San Pablo lo describió hace dos mil años: “En los últimos días se presentarán tiempos difíciles. Pues los hombres serán egoístas, codiciosos, arrogantes, soberbios, blasfemos, desobedientes a los padres, ingratos, impíos, crueles, implacables, calumniadores, desenfrenados, inhumanos, enemigos del bien, traidores, temerarios, envanecidos, más amantes del placer que de Dios, guardarán ciertos formalismos de la piedad pero habrán renegado de su verdadera esencia. Algunos de ellos se meten en las casas y cautivan a mujerzuelas cargadas de pecados y arrastradas por todo tipo de pasiones” (2 Tim 3, 1-6).

Se esperaba con optimismo una época luminosa después del Concilio Vaticano II. Miles de católicos creyeron lo que dijeron los observadores contrarios a las enseñanzas de la Iglesia. La gran apostasía había comenzado.

Años después de la clausura del Concilio Vaticano II, Paulo VI se planteaba: “Se creía que, después del concilio, el sol habría brillado sobre la historia de la Iglesia. Pero en lugar del sol han aparecido las nubes, la tempestad, las tinieblas, la incertidumbre. Una potencia hostil ha intervenido… El humo de Satanás ha entrado por alguna fisura en el templo de Dios” (29 junio 1972).

Después, refiriéndose a las publicaciones de algunos teólogos, Paulo VI comentaba: “Se separan se la enseñanza de la Iglesia y de la Biblia los que se niegan a reconocer la existencia del diablo, o los que lo consideran un principio autónomo que no tiene, como todas las criaturas, su origen en Dios; y también los que lo explican como una pseudorealidad, una invención del espíritu para personificar las causas desconocidas de nuestros males”.

El cardenal J.L. Suenens enfatizó al final de uno de sus libros: “Me doy cuenta de que a lo largo de mi ministerio pastoral no he subrayado bastante la realidad de las potencias del mal que actúan en nuestro mundo contemporáneo y la necesidad del combate espiritual que se impone entre nosotros”.

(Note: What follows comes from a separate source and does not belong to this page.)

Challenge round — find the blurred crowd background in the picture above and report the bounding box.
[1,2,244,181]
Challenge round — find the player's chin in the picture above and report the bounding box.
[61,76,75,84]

Y es que, efectivamente, hay una conspiración del silencio sobre la existencia de los demonios (Gabriel Marie Garrone). Por eso, León Arthur Elchinger, quien fuera Obispo de Estrasburgo, dijo: “Creo en Lucifer porque creo en Jesucristo que nos pone en guardia contra él y nos pide combatirlo con todas nuestras fuerzas si no queremos ser engañados sobre el sentido de la vida y del amor”.

Santo Tomás de Aquino dice que la apostasía es el más grave de todos los pecados. “La infidelidad como pecado nace de la soberbia, por la que el hombre no somete su entendimiento a las reglas de la fe y a las enseñanzas de los Padres”.

Pocos sacerdotes hablan de las postrimerías, de abstinencia y castidad. Se habla más de actualizarse y fomentar la paz que de Jesucristo. Se silencian mensajes clave del Evangelio. Se predican sólo pasajes del Evangelio que el hombre moderno puede aceptar, y se calla lo que puede resultar incómodo.

No faltan quienes adoran a Moloc, un ídolo fenicio. Son paganos.

Finalmente sabemos que la batalla la ganará Dios, pero mientras tanto se pueden perder muchas almas. ¿Qué podemos hacer? Lo primero es apartarse definitivamente del pecado y procurar estar siempre en estado de gracia. Luego, acercarse a los sacramentos que son los que nos dan fuerzas para la lucha de cada día y, finalmente, recuperar el amor a la Eucaristía y a la Santísima Virgen María. Ella ha pedido muchas veces que nos consagremos al Sagrado Corazón de Jesús y a Su Sagrado Corazón.